Which UK postcodes are better for selling or buying

Posted November 9, 2018

Posted by Laura West

PropCast, a new online service, has been launched, analysing which postcodes in the UK favour house sellers or buyers. Run by Gavin Brazg, a professional property trader from The Advisory, an advice site for home selling, the tool evaluates the micro market by calculating the number of properties currently for sale, sold STC or under offer in the area.

Rather than focusing on vast areas such as counties, boroughs and regions, PropCast focuses on postcodes across Wales and England, to provide potential sellers with an increased understanding of their position before listing their home for sale.

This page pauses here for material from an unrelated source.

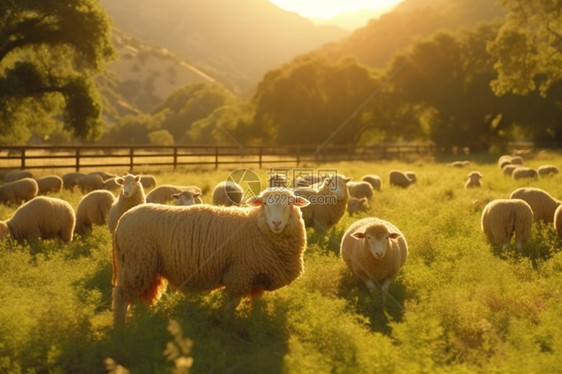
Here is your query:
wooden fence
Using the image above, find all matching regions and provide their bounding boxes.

The website instantly displays whether the home is located in a currently cold buyers’ market or a hot sellers’ market, simply by typing in the postcode. Propcast uses the process of ‘taking the temperature’ of the district by adding up the amount of homes which are currently for sale within the postcode and calculating the percentage that are sold subject to contract or under offer. The website uses the theme to display a temperature taken from this percentage, for example, 40 per cent is 40 degrees.

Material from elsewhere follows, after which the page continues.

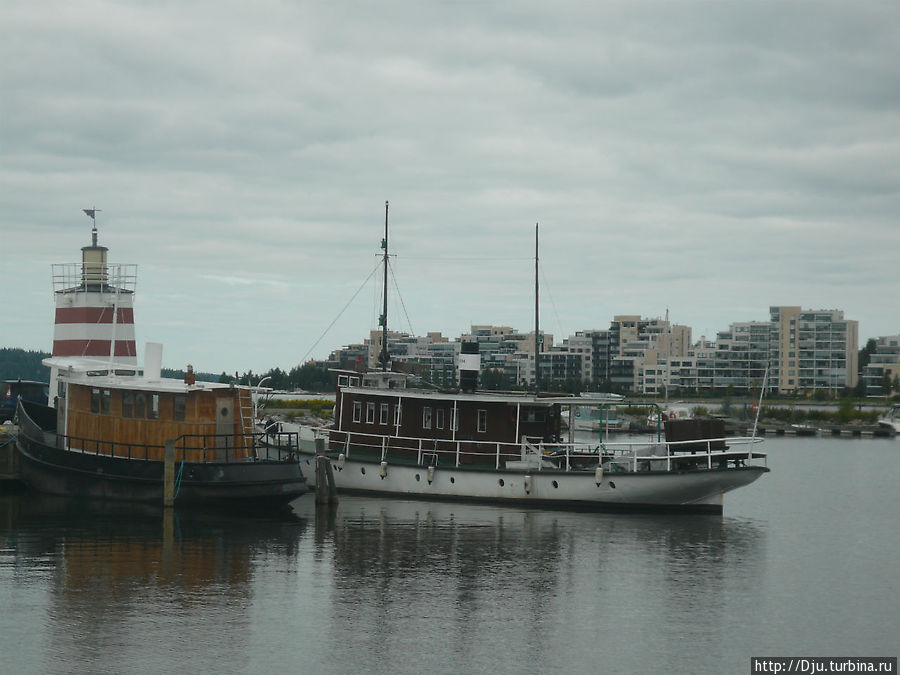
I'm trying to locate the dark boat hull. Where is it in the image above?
[17,434,309,507]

Propcast uses four categories; very hot (over 50 degrees), hot (35 – 49 degrees), cold (25 – 34 degrees) and very cold (below 25 degrees). Each month, the website reveals the top ten coldest and hottest postcodes for house sellers. In July, the list consisted of B34 (Birmingham), BH17 (a rural part of Poole, Dorset), BS5 (Bristol), M32 (Trafford) and S7 (Sheffield). Within London, Abbey Wood, the Greenwich crossrail hotspot, was revealed as the hottest postcode for house sellers. The four coldest postcodes were located within London, listed as WC2 (Covent Garden and Leicester Square), EC2 (the City), SW8 (Vauxhall and South Lambeth) and NW8 (St John’s Wood). L2, located in Liverpool, was named as the fifth coldest postcode for house sellers.

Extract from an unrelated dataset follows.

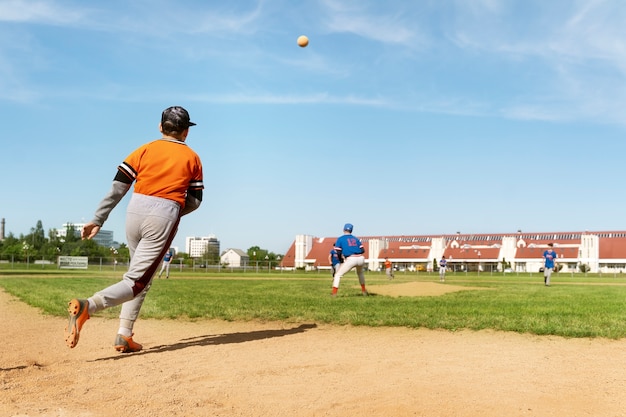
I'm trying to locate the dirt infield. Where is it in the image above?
[0,284,626,417]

Mr Bazg advises that Propcast can be used for alternative insight, rather than solely relying on reports for national house prices. He explains that many people think they know whether they are selling in a cold or hot market, but reports on the national housing market can be confusing and misleading, as they focus on vast areas. Instead, Propcast provides more practical value as it focuses on all the micro markets within the UK, which all perform differently. Although house sellers are unable to change their local housing market, understanding it provides a chance to navigate it. Selling a house in a cold market is not ideal, but knowing whether you are located in one will give you the best opportunities.